Why is it good to do some light exercise when wearing your Reviv One?
This helps accelerate the stretching of muscles back to their original length
If you’re wearing a rubber guard like a Reviv One or a Myobrace or something like it for awhile… than you have probably felt some things occurring in your body.
For example sometimes deep muscles in the stomach painfully release.
Or sometimes you’ll feel a muscle that has been in spasm for years in your leg or your arm let go. You didn’t even know it was in spasm till it painfully released.
This becomes the norm at some point and you get used to it.
And some ‘light exercise’ can help accelerate things a bit. Today i’ll explain what I mean.
Your body is in a compensation pattern
When you start your journey wearing a rubber guard like a Reviv One your body is in a compensation pattern.

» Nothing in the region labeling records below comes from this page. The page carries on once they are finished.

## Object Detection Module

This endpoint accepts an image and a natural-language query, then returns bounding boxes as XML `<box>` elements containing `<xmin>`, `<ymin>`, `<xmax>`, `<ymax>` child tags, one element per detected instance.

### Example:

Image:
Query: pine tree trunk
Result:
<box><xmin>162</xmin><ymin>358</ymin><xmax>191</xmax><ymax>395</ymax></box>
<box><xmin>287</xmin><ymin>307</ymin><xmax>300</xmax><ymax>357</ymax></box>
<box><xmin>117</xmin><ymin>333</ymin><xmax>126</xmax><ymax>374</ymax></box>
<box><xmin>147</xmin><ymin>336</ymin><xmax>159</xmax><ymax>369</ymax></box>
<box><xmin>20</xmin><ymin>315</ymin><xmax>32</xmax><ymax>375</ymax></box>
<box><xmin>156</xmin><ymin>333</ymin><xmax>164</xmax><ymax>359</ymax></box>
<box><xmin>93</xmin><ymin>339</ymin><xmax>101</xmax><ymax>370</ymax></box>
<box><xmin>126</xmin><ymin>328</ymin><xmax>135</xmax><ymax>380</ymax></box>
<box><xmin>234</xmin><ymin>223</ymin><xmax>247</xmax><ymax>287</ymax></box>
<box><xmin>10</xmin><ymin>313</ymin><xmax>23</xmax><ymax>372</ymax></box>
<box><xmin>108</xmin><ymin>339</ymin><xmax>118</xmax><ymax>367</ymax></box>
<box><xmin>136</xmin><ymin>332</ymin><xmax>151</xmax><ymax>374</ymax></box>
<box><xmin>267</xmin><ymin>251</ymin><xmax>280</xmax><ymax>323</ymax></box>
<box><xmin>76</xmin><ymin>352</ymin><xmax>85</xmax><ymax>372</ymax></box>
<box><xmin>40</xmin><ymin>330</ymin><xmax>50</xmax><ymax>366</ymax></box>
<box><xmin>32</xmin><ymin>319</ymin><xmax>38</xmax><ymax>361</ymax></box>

Meaning muscles throughout the entire body are in spasm and the skeleton is mangled to some extent. Like in the pic above (credit to Starecta for this image).
What you are trying to do is reset it.
You’re resetting it by unwinding all of these screwed up muscles and soft tissue that are holding it out of position.
Your tool for doing this is your rubber appliance. It does this by stretching the soft tissue around your jaw, which ends up allowing the jaw to slowly move towards its correct anatomical position while also remodeling the skull.
The body than corrects and remodels underneath it. Because every change that occurs in the skull is mirrored in the body.
The compensation pattern begins to unwind
As you continue along the process you will feel muscles get longer and the shape of your body will evolve.
I like to think of it as many of the muscles in the body being shorter than they should be. And in time as you do this process they will lengthen.
One good example that I’ve always experienced as I recovered was the soles of the feet.
My experience is that when you’re screwed up they are flat and then they sort of restructure and you start to develop arches again.
But that process can often have your feet feeling a bit painful or tired. Particularly if you are walking a lot on them.
You might ‘look’ fatter for awhile
My experience is that the body kind of ‘inflates’ and might even make you look ‘fatter’ in the interim.
Particularly your face. My face has at times looked like someone plugged in an airpump and then just forgot to shut it off. LOL
But it is important to remember that this is part of the process and it is a good thing.
For example in this guy above… I bet he was actually a lot ‘healthier’ when he looked as he did on the left than he did on the right. Meaning neurologically (eg. he was happier), functionally, etc.
An analogy I like to use to explain to people is the aging process. What you will see with many obese people as they age is that they get less obese.
And they think that this is a good thing.
But from having paid attention to this pattern in many older people for a long time I can say confidently that it is NOT a good thing. Their spine is simply further compensating in a negative way, making it ‘look’ like they are skinnier.
What you often see, for example, is the person’s ass start to disappear till it is flat. This is a very bad thing for your spine.
The person was healthier from a spinal perspective when they had a bigger ass and ‘looked’ a bit fatter.
‘Function’ (eg. neurology, concentration, etc.) dictates whether you are getting healthier. Not whether you are getting skinnier. Remember that!
Doing light exercise accelerates this process
What i’ve found is that doing some light exercise can accelerate the process a bit.
Now before you jump all over me and say… “But Ken… you promised that you were gonna achieve a perfect body at age 47 with zero exercise and eating crap!”
It is important that I lay out my definition of exercise. My definition is if you go to the gym or something.
If you’re just walking to work or doing some light calf stretches, this to me is not really doing exercise for the sake of exercise.
And so I do find that some walking helps accelerate putting arches back in your feet as you use your Reviv One (or any other rubber appliance).
But I do not think you need hard exercise. ie. i do not go to a gym, i do not try to run, etc.